Of course, if you find yourself frequently adding five-minute tasks to your “do now” list, you may need to group them into larger time blocks and add them to another option below. After all, 12 five-minute tasks are equal to a one-hour task.
2. Finish it today
If the task is urgent but takes more than five minutes to accomplish, add it to your list of must-dos for today.
Keep this list shorter than you think you need to at first since we tend to overestimate how much we can actually accomplish.
You should aim to have three to five items on your “do it today” list at any given time.
If you find you weren’t able to accomplish it today, after all, use a “snooze” feature or a “reschedule” feature to reassign a new completion date.
3. Add it to your calendar
Everything else that is less urgent (doesn’t have to happen today) and can’t be accomplished in less than five minutes should get added to your calendar.
Some task management apps have a calendar built-in. At a minimum, you should be able to add a date to every single task you take on.
If you use the AND.CO Task Manager, you can then sort your tasks by date to hit all your deadlines (and even get ahead of them).
You may also want to add your tasks to your actual calendar to physically set aside the time you’ll spend to accomplish the task.
Of course, developing the world’s best task management system for your business won’t do you any good if you spend double the time just managing the process.
To make your task management process work for you (instead of becoming a slave to it yourself), here are some critical things to keep in mind:
Start as simply as possible
When you’re revamping your task management process, start simple.
It can be tempting to fall prey to “shiny object syndrome” as you explore the many different productivity tools out there.
Instead, start with something that fulfills your most important and basic requirements. We’ve intentionally kept the AND.CO Task Manager simple yet powerful so you can get back to your most important work: actually growing your business—not managing your tasks.
Have one entry point
The easiest way to fall behind on your important tasks is to get overwhelmed and overloaded through dozens of different sources.
If your clients send you to-dos via email, text message, messenger, or your Fiverr profile, consider finding a way to consolidate. For example, encourage clients to only communicate via one singular channel.
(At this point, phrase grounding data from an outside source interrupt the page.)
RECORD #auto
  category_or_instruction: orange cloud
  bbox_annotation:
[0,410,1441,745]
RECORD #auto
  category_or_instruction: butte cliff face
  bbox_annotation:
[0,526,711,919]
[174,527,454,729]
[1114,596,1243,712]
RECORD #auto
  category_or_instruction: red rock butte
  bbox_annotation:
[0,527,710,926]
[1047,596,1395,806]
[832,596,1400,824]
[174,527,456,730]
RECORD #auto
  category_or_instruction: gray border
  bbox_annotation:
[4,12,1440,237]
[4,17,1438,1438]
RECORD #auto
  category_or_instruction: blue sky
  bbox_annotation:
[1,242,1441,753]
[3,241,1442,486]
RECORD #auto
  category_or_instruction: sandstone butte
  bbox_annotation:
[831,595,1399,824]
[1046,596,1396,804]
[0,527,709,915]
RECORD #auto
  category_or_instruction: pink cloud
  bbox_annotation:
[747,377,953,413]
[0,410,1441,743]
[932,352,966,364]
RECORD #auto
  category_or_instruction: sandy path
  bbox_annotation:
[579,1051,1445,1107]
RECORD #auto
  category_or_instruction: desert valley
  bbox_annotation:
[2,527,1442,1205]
From there, develop quick and repeatable ways to get tasks from your communication point to your task manager.
Automate task creation
The last thing you want to do is spend hours each week just creating tasks in your Task Management software.
And while you often need to manually create a task, some project management software can help with this.
For example, the AND.CO Task Manager automatically creates tasks based on your deadlines, projects, and contract terms.
If you’ve got new invoices to send, contracts to sign, or expenses to file, we’ll put them directly on your task list, where you can organize and prioritize for later.
Don’t lose sight of “why”
Above all, as you’re working on developing a powerful to-do list system for your business, don’t lose sight of why you’re doing it:
To get more done in less time and enjoy more freedom.
If you develop a process that ultimately requires an extra hour every day just to manage your tasks, it may not be worth it. Keep working on finding a good solution.
When you feel your task management tool getting OUT of your way more than it slows you down, you know you’re in a good place.